Bolivian military personnel implicated in human rights violations must be tried in civilian rather than military courts, Human Rights Watch said today after the Constitutional Court upheld civilian court jurisdiction in a case involving alleged killings by army troops.

Today’s court ruling involves four soldiers accused of killing civilians during street clashes in February 2003. Bolivia’s military court system had asserted jurisdiction over the case, an approach that the Constitutional Court rejected.

“For years, Bolivia’s military courts have insisted on trying members of the armed forces accused of violating human rights, but then almost invariably acquit them,” said José Miguel Vivanco, executive director of Human Rights Watch’s Americas Division. “The Constitutional Court’s judgment is consistent with international standards that require courts hearing human rights cases to be independent and impartial.”

On February 16, the Permanent Tribunal of Military Justice acquitted four soldiers accused of the murder of Ana Colque Quispe, a nurse, and Wilmer Collanque Paye, a building worker, during street clashes in La Paz in February 2003. Carla Espinoza, a doctor, was seriously injured in the shooting incident.

Also on February 16, a La Paz district court turned down two appeals filed by the victims’ relatives and the attorney general’s office, which had challenged the military court’s power to hear the case. The Constitutional Court ruling reverses the district court’s decision and awards jurisdiction over the February 2003 events to the civilian courts.

The street clashes began on February 12, 2003, when members of the Bolivian police mutinied in La Paz in protest against low pay and tax hikes.
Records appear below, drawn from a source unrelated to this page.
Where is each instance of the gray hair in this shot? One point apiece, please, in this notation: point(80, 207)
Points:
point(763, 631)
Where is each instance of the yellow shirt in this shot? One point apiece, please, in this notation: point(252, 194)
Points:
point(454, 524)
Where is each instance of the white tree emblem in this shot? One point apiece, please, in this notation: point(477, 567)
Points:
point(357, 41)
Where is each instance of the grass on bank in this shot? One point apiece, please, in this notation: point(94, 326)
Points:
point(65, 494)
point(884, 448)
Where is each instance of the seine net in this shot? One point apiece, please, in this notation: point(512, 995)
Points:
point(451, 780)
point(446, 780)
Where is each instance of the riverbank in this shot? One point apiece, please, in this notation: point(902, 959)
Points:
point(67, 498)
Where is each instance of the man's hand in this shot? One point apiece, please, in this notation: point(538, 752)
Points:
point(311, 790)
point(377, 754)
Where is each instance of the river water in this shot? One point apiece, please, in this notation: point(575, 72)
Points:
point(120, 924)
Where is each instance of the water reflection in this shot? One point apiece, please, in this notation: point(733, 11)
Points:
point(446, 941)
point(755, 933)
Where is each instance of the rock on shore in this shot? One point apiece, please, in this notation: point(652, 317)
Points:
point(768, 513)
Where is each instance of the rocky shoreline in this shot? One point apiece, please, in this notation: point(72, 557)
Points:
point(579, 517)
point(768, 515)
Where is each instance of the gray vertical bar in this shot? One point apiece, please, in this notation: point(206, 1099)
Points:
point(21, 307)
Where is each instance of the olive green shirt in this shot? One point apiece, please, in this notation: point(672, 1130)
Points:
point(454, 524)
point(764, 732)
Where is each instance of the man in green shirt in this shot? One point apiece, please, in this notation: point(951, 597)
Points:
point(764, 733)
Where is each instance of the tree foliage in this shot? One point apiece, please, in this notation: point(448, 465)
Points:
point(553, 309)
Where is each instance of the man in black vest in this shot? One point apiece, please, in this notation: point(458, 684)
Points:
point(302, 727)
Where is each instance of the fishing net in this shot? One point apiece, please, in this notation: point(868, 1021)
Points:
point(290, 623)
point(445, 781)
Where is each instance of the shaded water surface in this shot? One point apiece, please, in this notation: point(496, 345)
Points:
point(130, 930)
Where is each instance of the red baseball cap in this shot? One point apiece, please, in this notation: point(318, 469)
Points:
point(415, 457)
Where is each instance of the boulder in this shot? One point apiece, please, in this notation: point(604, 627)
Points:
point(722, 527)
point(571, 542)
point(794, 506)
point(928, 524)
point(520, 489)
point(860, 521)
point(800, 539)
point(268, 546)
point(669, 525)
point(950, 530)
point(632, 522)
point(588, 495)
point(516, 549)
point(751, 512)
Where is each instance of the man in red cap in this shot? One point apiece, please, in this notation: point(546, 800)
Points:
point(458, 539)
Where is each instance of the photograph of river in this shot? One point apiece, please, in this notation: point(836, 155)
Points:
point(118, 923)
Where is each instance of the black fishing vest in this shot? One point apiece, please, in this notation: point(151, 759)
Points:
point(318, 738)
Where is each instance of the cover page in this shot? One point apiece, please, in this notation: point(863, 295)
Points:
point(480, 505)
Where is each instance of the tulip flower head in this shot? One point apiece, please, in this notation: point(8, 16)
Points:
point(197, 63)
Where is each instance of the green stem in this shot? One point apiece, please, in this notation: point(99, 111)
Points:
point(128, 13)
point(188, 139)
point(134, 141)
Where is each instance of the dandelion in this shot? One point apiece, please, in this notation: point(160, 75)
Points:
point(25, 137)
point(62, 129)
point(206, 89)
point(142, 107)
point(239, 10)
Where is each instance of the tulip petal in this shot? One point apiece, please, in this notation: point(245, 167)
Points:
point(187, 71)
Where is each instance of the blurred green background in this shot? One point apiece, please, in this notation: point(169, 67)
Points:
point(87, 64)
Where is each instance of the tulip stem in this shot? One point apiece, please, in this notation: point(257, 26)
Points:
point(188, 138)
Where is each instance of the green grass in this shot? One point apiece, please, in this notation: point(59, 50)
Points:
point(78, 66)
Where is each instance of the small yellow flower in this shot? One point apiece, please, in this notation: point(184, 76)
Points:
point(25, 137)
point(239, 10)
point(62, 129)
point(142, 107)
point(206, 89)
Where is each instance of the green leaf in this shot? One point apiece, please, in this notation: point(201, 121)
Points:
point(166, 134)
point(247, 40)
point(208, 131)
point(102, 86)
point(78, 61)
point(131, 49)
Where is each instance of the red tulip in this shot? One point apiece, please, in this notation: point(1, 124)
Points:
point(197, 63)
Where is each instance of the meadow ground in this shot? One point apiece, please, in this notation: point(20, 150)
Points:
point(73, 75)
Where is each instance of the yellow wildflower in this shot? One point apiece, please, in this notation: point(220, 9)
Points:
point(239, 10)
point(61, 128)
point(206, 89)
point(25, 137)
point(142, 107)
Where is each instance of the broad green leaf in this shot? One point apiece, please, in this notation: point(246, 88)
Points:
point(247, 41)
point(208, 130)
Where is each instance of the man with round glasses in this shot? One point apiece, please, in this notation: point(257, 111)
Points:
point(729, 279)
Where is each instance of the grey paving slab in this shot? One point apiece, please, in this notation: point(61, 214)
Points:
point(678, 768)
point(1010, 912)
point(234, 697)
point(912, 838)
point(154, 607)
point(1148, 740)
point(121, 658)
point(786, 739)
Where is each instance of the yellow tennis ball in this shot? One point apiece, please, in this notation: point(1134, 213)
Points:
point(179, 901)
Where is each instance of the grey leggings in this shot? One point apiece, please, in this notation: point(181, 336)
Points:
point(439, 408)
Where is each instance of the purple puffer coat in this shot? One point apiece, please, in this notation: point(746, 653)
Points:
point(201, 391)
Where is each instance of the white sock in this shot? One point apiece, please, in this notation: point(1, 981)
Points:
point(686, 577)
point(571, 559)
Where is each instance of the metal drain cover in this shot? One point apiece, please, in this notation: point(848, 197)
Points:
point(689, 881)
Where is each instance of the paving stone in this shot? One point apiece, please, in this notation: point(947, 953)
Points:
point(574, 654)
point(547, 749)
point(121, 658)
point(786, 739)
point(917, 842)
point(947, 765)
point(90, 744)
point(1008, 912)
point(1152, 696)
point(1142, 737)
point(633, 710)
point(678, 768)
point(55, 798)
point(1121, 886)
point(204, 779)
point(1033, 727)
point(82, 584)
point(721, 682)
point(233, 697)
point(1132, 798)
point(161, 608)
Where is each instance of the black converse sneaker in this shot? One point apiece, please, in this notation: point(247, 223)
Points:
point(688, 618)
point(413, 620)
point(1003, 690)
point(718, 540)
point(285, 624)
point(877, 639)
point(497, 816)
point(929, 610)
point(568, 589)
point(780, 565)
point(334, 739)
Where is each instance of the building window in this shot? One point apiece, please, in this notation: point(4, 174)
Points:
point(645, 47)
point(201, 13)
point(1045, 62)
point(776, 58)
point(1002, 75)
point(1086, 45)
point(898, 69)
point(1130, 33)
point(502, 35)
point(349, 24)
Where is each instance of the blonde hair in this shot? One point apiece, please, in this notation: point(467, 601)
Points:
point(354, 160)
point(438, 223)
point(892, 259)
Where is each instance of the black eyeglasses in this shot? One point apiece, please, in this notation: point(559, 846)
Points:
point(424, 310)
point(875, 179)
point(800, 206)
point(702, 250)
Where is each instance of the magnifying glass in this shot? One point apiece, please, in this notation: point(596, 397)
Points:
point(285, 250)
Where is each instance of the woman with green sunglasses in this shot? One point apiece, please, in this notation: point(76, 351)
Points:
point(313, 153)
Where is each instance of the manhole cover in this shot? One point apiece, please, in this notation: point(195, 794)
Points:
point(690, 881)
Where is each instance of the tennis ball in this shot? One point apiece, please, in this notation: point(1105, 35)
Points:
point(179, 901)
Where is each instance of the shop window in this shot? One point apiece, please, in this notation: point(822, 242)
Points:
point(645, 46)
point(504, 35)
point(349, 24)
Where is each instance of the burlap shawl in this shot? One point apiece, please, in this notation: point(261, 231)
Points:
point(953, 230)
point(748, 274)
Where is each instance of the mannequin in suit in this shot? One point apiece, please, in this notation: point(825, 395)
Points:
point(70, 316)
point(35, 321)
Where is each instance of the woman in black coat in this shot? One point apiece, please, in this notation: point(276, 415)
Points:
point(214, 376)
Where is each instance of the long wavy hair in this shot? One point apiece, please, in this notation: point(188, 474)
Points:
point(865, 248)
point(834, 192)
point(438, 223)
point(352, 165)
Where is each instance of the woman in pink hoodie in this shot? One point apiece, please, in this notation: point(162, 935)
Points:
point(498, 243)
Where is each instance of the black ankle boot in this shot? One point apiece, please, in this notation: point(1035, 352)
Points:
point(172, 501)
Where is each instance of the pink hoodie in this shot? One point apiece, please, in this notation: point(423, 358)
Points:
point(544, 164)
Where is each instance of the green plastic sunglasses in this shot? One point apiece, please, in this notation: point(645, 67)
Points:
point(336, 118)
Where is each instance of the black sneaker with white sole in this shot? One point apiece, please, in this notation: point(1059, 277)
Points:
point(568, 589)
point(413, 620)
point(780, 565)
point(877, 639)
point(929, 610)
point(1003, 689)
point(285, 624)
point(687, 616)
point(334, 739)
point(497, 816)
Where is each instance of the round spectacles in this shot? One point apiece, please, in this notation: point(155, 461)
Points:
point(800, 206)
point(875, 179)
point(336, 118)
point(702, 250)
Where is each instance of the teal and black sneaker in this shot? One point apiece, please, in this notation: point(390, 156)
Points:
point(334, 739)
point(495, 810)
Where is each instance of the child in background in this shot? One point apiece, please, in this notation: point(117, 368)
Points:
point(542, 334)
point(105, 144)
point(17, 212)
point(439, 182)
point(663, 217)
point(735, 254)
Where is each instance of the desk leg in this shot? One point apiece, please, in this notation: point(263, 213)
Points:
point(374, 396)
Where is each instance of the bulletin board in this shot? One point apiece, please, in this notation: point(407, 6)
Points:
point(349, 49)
Several policemen and soldiers were killed and wounded during exchanges of gunfire between the police and the army close to the presidential palace. Riots and looting continued on February 13 as the army took control of the city’s security. In all, 16 civilians, 10 police, and five soldiers were killed in the disturbances.

In an amateur video that became key evidence in the investigation, a group of soldiers can be seen firing from the street at a rooftop where Collanque was carrying out repairs. Ana Colque was killed and Carla Espinoza was wounded while they were trying to help Collanque after a bullet struck him.

Prosecutors in the attorney general’s office filed charges in August 2003 against 16 army and police officers in connection with the February 2003 events. The civilian investigation has been hampered by a lack of cooperation from the army, which has refused to allow its personnel to testify. On March 29 the commander-in-chief of the armed forces, Admiral Luis Alberto Aranda, wrote to the La Paz district attorney threatening legal action if civilian prosecutors continued summoning officers to testify. Moreover, the prosecutors were denied access to the evidence collected by the military court as well as its findings.

A lack of military cooperation has also stalled investigations into the death of at least 59 people in September and October 2003, when army troops opened fire on demonstrators during anti-government protests sparked by plans to export Bolivian natural gas through Chile. Following a public outcry at the deaths, then-President Gonzalo Sánchez de Lozada and his cabinet resigned.

Although civilian prosecutors have questioned senior police officers and political leaders about the events, the ministry of defense has reportedly refused to authorize soldiers to be interviewed, on the grounds that military justice officials were conducting their own investigation. So far, however, no police or army personnel have been charged with the deaths either in the civilian or military courts.

The U.N. Human Rights Committee has repeatedly called on countries to subject military personnel implicated in human rights violations to civilian court jurisdiction. The Inter-American Commission on Human Rights has also found that independence and impartiality are clearly compromised when countries permit investigations to be conducted by the same institutions that may be responsible for the crimes. The “de facto impunity,” that results from such investigations has a corrosive effect on the rule of law and violates the principles of the American Convention on Human Rights, the commission has stated.

“It is high time for the Bolivian army to recognize that its members will be held accountable if they commit abuses,” Vivanco said.